The EMR team, led by Dr Mark Else, also increased the yield from the industry standard range of 45-50 tonnes per hectare to 78 tonnes per hectare.

Else said: "We have just lifted the 2010 crop and are confident that we will have improved on last year's yields and, importantly, used less water and fertigation while maintaining the yields and quality of the potatoes produced.

"Given that our trial took place on less than one hectare, we recognise that it will be challenging for growers to replicate these results exactly on a commercial scale.

"However, we have achieved this with our work on strawberries and we believe that the potato trials - now in their second year - demonstrate that with water scheduling and drip fertigation it is possible to dramatically reduce the amount of water and chemicals applied to potatoes commercially.

"As well as saving money for the growers, our trials show that they can increase revenues thanks to a major increase in yields and maintenance of quality."

The team is confident that by the end of the three-year trial in 2011, EMR will have produced a set of guidelines and techniques to help potato growers to use drip irrigation and to know when and how much water to apply.

The guidelines will take into account the actual rainfall and the optimum soil moisture content to deliver the quality and quantity of potatoes expected by growers and supermarkets.

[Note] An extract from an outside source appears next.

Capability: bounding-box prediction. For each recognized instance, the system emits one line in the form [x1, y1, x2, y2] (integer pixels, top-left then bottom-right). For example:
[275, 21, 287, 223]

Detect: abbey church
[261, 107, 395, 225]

Else added: "There will be a capital investment associated with the techniques, but with good increased yields, maintained quality and lower costs associated with water and chemicals, we believe there is a commercial advantage for UK growers."

EMR head of science Chris Atkinson said: "This experiment has major commercial implications for potato growers, especially those in the south and east of the country that due to less rainfall are more dependent on irrigation.

"It also impacts on the issue of food security because with the climate changing, farmers need to have the techniques to grow more while using less.

"With the population rising and potatoes such a staple part of many people's diets, it is essential that we increase yields and reduce our reliance on imports."

MEETING GLOBAL NEEDS

East Malling Research (EMR) believes its latest work could play an important role in achieving the recommendations made in the Foresight food security report commissioned by the Government's chief scientist Professor Sir John Beddington and published last month.

The report showed that we need to use 40 per cent less water and produce 40 per cent more food globally within the next 20 years.

East Malling Trust chairman Will Sibley, whose organisation is the major funder of EMR, said: "This report, like the many others that have come before it, highlights the scale of the challenges that face the world's ability to feed itself.

"What we urgently need is not more reports, but for Governments across the world to accept the findings and properly fund scientific research that has the ability to increase the intensity of our food production and ensure our food security through higher yields and lower inputs of water, fertiliser and energy."

Currently, 75 million tonnes of water - a quarter of all the water used each year by the agricultural industries in England and Wales - is applied to potatoes.

The intensive irrigation applied by growers helps to reduce the incidence of common scab on the tubers' skin and to increase yields as the tubers form four to six weeks after planting.

This scale of the water consumption is enormous - equivalent to filling 30,000 Olympic-sized swimming pools each year.